SAN FRANCISCO (GenomeWeb) – In an effort to better understand colorectal cancer progression, researchers from Peking University in China have developed a sequencing method to simultaneously analyze copy number variants, methylation, and gene expression of single cells.
The study, published today in Science, is the latest in a growing effort to harness single-cell sequencing to look at more than just gene expression, combining that data with epigenetic, chromosome conformation, and other features within the cell.
The study builds off previous work the group published in 2016 in Nature Cell Research. In that publication, the researchers described a single-cell triple omics sequencing technique, scTrio-seq, for analyzing gene expression, copy number alterations, and methylation at CpG sites.
For its latest study, the group incorporated single-cell bisulfite sequencing for genome-wide methylation profiling and improved detection efficiency, dubbing the new approach scTrio-seq2. In addition, they upped the number of cells profiled to around 1,900 from 25 in the previous study.
The researchers applied their method to single cells from 12 patients with colorectal cancer, including 10 for whom they had matching primary and metastatic data, which enabled them to identify the genetic lineages that developed from clonal mutations in each patient and to correlate expression, copy number, and methylation data.

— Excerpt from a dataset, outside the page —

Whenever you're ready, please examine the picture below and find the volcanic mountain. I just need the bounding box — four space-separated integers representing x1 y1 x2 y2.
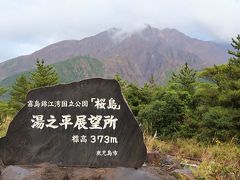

For 10 patients, the researchers had samples from primary as well as metastatic tumors, which enabled them to track how the tumor evolved to metastasis. In addition, sampling from multiple regions within the tumor allowed them to identify intra-tumor heterogeneity.
The researchers used both copy number information and methylation data to identify genetic lineages within a patient's primary tumor and were able to track the tumor's evolution through metastasis. For example, in one patient, they identified 12 genetic sublineages in the primary tumor. The single cell data demonstrated that the metastases were less complex than the primary tumor, indicating that the metastatic tumors were likely clonal. It also allowed them to identify that two metastases had a common origin.
Looking specifically at the methylation data, the researchers found that while methylation was consistent among cells within the same genetic sublineage — even through metastasis — methylation levels varied between the lineages and was different than in adjacent normal cells. In the cancer cells, DNA hypomethylation was particularly enriched in long terminal repeats, long interspersed nuclear elements, and heterochromatin regions, while DNA hypermethylation was enriched in CpG islands and open chromatin.
When the researchers looked at the relationship between methylation status and chromosomal alterations, they found that six chromosomes tended to show greater levels of demethylation than others and that three of those demethylated chromosomes also had recurrent chromosomal alterations.
"Single-cell multi-omics sequencing provides insights and resources for understanding the molecular alterations that occur during [colorectal cancer] progression and metastasis," the authors wrote.